Ужин привезли, когда спустились сумерки: над лугом зародился легкий туман, и его полотнища застелили низинки, чуть прикрыв траву. Нарастая, они медленно колыхались, словно их кто-то встряхивал, взяв за углы. А там, где отсветы угасающего зарева достигали этих полотен, ходили беззвучными молниями огненные сполохи всех цветов радуги. На какой-то миг, прежде чем вечер высинил небо, воздух и луг, земля стала похожа на новенькое лоскутное одеяло. Дышалось вольно, прохлада выгоняла росу, и все кругом цепенело от задумчивости и тишины; хотелось самому замереть и слушать, слушать…

Андрей поскорее выбрался из-за стола и теперь ходил за шалашами, по отмякшей стерне, ожидая, когда застолье допьет свои чарки, поговорят, попоют тихие песни и станут зажигать костры. Свой костер он уже приготовил днем, осталось лишь чиркнуть спичкой, однако покосники засиживались, а надо, чтобы огни вдоль реки вспыхнули и горели одновременно. Тогда была красота…

Впрочем, на темнеющем стане уже был огонек. Саша, пристроившись к углу шалаша, зажег свечу и опять что-то читал. Андрей услышал шорох за телегами, сдавленный смех и хотел было заглянуть туда, но вдруг кто-то невидимый окатил его водой из ведра. У Андрея остановилось дыхание. И сразу же из-за телеги выскочила длинноногая, в холщовом платье, девчонка – Альбинка Мамухина. Она кинулась к реке, но запуталась в корневищах черемухи, сползшей с яра, растянулась, и ведро ее запрыгало в воду. Мокрый насквозь, Андрей в первый момент ощутил толчок негодования – горячая волна захлестнула голову, но, заметив, что Альбинка сползает на животе под берег, он засмеялся и, опередив ее, выхватил полное ведро из реки и облил всю с ног до головы, лежащую и беспомощную. Она попыталась вскочить, но Андрей плеснул еще раз, потом еще, черпая теплую, парную воду. И Альбинка ожила, завизжала и покатилась колобком в реку. Длинная коса ее наматывалась на длинную шею.
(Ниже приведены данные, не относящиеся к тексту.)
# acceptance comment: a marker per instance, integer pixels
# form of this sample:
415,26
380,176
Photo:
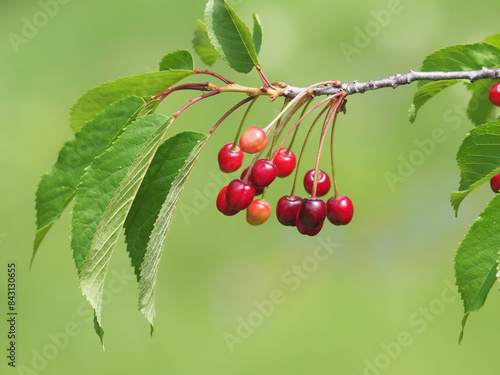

Она больше не сопротивлялась и будто хотела, чтобы ее обливали. Неожиданно в ее крике страха и восторга Андрей уловил что-то, от чего на мгновение замер, и его бросило в жар, как минуту назад от негодования. Он выпустил ведро и, пугаясь своего чувства, попятился. Альбинка же перевернулась на спину, раскинула руки и засмеялась, будто ее щекотали; сквозь мокрое платье, облепившее тело, проступали маленькие живые бугорки. Андрею стало невыносимо стыдно, и, застигнутый врасплох этим чувством, он кинулся на берег…

И только сейчас увидел, что вдоль реки уже полыхает десятка два костров, озаряя воду и вершины берез. Опомнившись, он нашел в кармане липкий коробок, потом вслепую стал искать заготовленную кучу хвороста. Но кто-то неосторожный развалил ее в потемках, к тому же размокшие спички ватно чиркались и не зажигались – беспомощность и обида закипели в глазах. В следующий момент он увидел двоящийся огонек свечи, бережно несомый к нему чьей-то рукой.

– Саша? Саша! – крикнул он от нетерпения.

Альбинка все еще смеялась, только уже не под яром, а на середине реки: веселый плеск воды смешивался с треском разгорающихся кругом костров.

Саша поднес свечу к хворосту, и они вдвоем нашли свиток бересты, припасенный для растопки; дрожащими, торопливыми руками запалили ее, обложили мелкими веточками, сучочками и сухой прошлогодней травой. Волглое от ранней росы, все это сначала задымило, придушивая огонь, но Андрей лег и стал дуть, пока не закружилась голова и пламя не набрало жару. А когда он встал – Саша уже уходил в шалаш и уносил свою свечу.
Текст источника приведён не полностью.